Вечером приора соборовали в третий раз. В маленькую келью и прилегающую к ней часовню набились монахи со свечами в руках. Некоторые плакали, другие просто напустили на себя приличествующую церемонии печаль. Больной, почти уже не способный двигаться, казалось, из последних сил боролся с мучительной одышкой и невидящим взором глядел на желтое пламя свечей. После отходной присутствовавшие потянулись к двери, оставив в келье лишь двух монахов с четками. Зенон, державшийся в отдалении, снова занял свое обычное место у постели умирающего.
Время для общения с помощью слов, пусть даже самых кратких, миновало; теперь приор только знаками просил подать ему глоток воды или урильник, подвешенный возле кровати. Однако Зенону чудилось, что в глубине этого рухнувшего мира, словно клад под грузом обломков, теплится дух, с которым, быть может, еще удастся сохранить связь, обходясь без слов. Он все время держал руку на запястье больного, и казалось, слабого этого прикосновения было довольно, чтобы придать приору немного сил и получить от него взамен немного душевной ясности. Время от времени врач вспоминал, что, согласно христианскому вероучению, душа умирающего трепещет над ним подобно окутанному туманом язычку пламени, и вглядывался в сумрак, но то, что являлось его взору, наверное, было всего лишь отражением горящей свечи в стекле. На рассвете Зенон убрал руку — настал миг предоставить приору приблизиться к последнему порогу в одиночестве, а может быть, в сопровождении тех невидимых образов, к которым он обращался с мольбой в свой смертный час. Немного погодя больной шевельнулся, словно приходя в сознание; пальцы его левой руки, казалось, тщетно нашаривают что-то на груди, там, где Жан-Луи де Берлемон в былое время носил, должно быть, свой орден Золотого Руна, Зенон заметил на подушке ладанку с развязавшимся шнурком. Он водворил ее на место; умирающий, с видом облегчения прижал ее пальцами. Губы его беззвучно шевелились. Напряженно вслушиваясь, Зенон уловил наконец повторяемые, очевидно, в бессчетный раз последние слова молитвы: ...nunc et in hora mortis nostrae[35].

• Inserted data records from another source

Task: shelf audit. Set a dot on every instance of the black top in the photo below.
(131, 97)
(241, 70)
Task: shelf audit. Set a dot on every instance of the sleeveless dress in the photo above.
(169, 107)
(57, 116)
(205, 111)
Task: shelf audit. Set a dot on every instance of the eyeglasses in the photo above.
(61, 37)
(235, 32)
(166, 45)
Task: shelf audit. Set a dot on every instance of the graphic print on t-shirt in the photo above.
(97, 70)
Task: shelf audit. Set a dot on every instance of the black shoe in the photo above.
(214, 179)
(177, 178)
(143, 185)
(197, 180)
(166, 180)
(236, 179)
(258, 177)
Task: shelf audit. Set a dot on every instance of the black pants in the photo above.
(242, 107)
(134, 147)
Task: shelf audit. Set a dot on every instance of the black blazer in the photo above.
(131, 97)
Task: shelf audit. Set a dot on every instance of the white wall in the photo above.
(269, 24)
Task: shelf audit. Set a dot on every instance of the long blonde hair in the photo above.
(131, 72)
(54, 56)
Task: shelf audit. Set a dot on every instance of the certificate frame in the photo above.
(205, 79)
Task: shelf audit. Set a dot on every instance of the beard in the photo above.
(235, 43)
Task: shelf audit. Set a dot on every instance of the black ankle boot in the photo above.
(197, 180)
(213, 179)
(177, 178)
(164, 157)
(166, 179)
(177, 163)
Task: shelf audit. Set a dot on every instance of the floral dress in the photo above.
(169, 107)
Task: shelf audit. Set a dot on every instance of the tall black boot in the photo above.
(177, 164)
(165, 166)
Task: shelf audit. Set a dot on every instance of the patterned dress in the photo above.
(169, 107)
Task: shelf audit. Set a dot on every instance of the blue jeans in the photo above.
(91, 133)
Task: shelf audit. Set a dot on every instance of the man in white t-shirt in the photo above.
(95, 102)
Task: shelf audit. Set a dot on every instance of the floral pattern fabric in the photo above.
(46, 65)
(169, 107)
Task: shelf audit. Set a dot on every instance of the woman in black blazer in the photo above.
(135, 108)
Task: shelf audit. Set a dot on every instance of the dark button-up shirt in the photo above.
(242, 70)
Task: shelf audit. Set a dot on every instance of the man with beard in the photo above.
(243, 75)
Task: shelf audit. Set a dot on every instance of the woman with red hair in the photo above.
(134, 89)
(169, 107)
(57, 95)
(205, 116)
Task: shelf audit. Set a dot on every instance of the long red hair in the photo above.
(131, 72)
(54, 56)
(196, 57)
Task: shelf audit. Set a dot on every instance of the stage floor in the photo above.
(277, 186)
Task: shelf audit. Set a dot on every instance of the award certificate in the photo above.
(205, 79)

Прошло полчаса; Зенон приказал обоим монахам взять на себя попечение об усопшем.
На отпевании приора Зенон стоял в одном из церковных приделов. Церемония привлекла много народу. В первых рядах врач узнал епископа и рядом с ним опирающегося на палку, наполовину разбитого параличом, но все еще крепкого старика, который был не кто иной, как каноник Бартоломе Кампанус — на старости лет в его осанке появились величавость и уверенность. Монахи под своими капюшонами походили друг на друга как две капли воды. У Франсуа де Бюра, раскачивавшего кадилом, и в самом деле был ангельский вид. На подновленных фресках хоров светлыми пятнами выделялись то нимб, то плащ какого-нибудь святого.

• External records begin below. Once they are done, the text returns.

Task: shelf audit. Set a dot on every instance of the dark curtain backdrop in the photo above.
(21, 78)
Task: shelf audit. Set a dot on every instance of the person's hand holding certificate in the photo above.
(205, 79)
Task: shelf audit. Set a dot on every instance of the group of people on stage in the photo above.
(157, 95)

Новый приор был довольно бесцветной личностью, но весьма благочестив и слыл ловким распорядителем. Ходили слухи, будто по совету Пьера де Амера, который содействовал его избранию, он намерен в самом скором времени закрыть лечебницу Святого Козьмы, содержание которой якобы слишком дорого обходится монастырю. А может быть, кому-то стало известно о помощи, какую под ее кровом оказывали тем, кто бежал от преследований Трибунала. Врача, однако, никто ни в чем не упрекнул. Впрочем, Зенону было уже все равно: он решил скрыться, как только тело приора предадут земле.